# Trend Letter, Number Template Set



## Captain (23 Sep 2011)

I recently brought the Trend Letter, Number template set from Axeminster, I struggle clamping the templates when I’m routing in the middle of a board, Has anyone used this product before and would like to share any useful tips, jigs or any information that would help me. 

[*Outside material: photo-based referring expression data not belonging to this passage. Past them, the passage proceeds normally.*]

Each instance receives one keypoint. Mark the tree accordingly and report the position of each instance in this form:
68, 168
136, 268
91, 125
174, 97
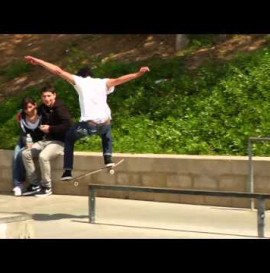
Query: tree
181, 41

Many thanks for reading my post.


----------



## Shultzy (23 Sep 2011)

I haven't used the Template Set but a suggestion might be to make a frame for the templates to fit into. Clamp, screw or wedge the work to the template frame.


----------



## paulm (24 Sep 2011)

I use double sided sticky tape.

Cheers, Paul


----------



## Newbie_Neil (26 Oct 2011)

Hi captain,

I have used the template set and put them into a frame. It helps you to see your spacing, as well as keeping them straight.

Thanks,
Neil


----------



## goldeneyedmonkey (26 Oct 2011)

+1 for double sided carpet tape. I use it for holding MDF templates to work everyday, works a treat, but there's a knack to getting the plastic covering off 

Cheers _Dan.


----------



## hammer n nails (2 Jan 2012)

i use the miles-craft version all letters are single costs a bit but has been invaluable to me 
Milescraft 1262 Sign Pro - Easy and ready to use Router Sign Making Template Kits by Milescraft (DIY & Tools)
Buy new: £79.99 £64.99
In stock

(3)
DIY & Tools: See all 59 items
you can get it from Amazon


----------



## Hitch (27 Jan 2012)

I use the trend ones, normally clamp a bit of timber across it each end. Not the easiest way, but works for me, takes a bit of setting up.
Next time I need to use them I might knock up a frame for them to sit in.


----------



## stevek (27 Oct 2012)

Hello, Im new to the site and I also have the Trend Letters Template set, Ive done quite a bit of basic routeing but nothing too detailed or complicated, anyway the other day I thought I would have a go with the Letters Template and whilst we created a simple sign clamping the template to the job was quite difficult and really slowed us down, I was working on a large [email protected] Workmate outside and I was setting up the sign at any angle that would allow me to get a pair of quick clamps under the workmate and over the template, very fiddly indeed. Today I have also been thinking about some kind of frame and found this excellent site whilst looking for ideas, my thought is to let the Template into a piece of plywood which has a single baton fixed under its forward edge, this would hook over the edge of the sign and both parts pushed against the plastic push in clamp posts on the workmate. Another pair of plastic Posts in the workmate Jaw would be wound in under the plywood frame untill it clamped onto the free edge of the sign holding the lot firmly. What ideas did anyone else have and what do you think of my idea? 
Hope this is not too long for a first post and thanks in advance, 
Steve.


----------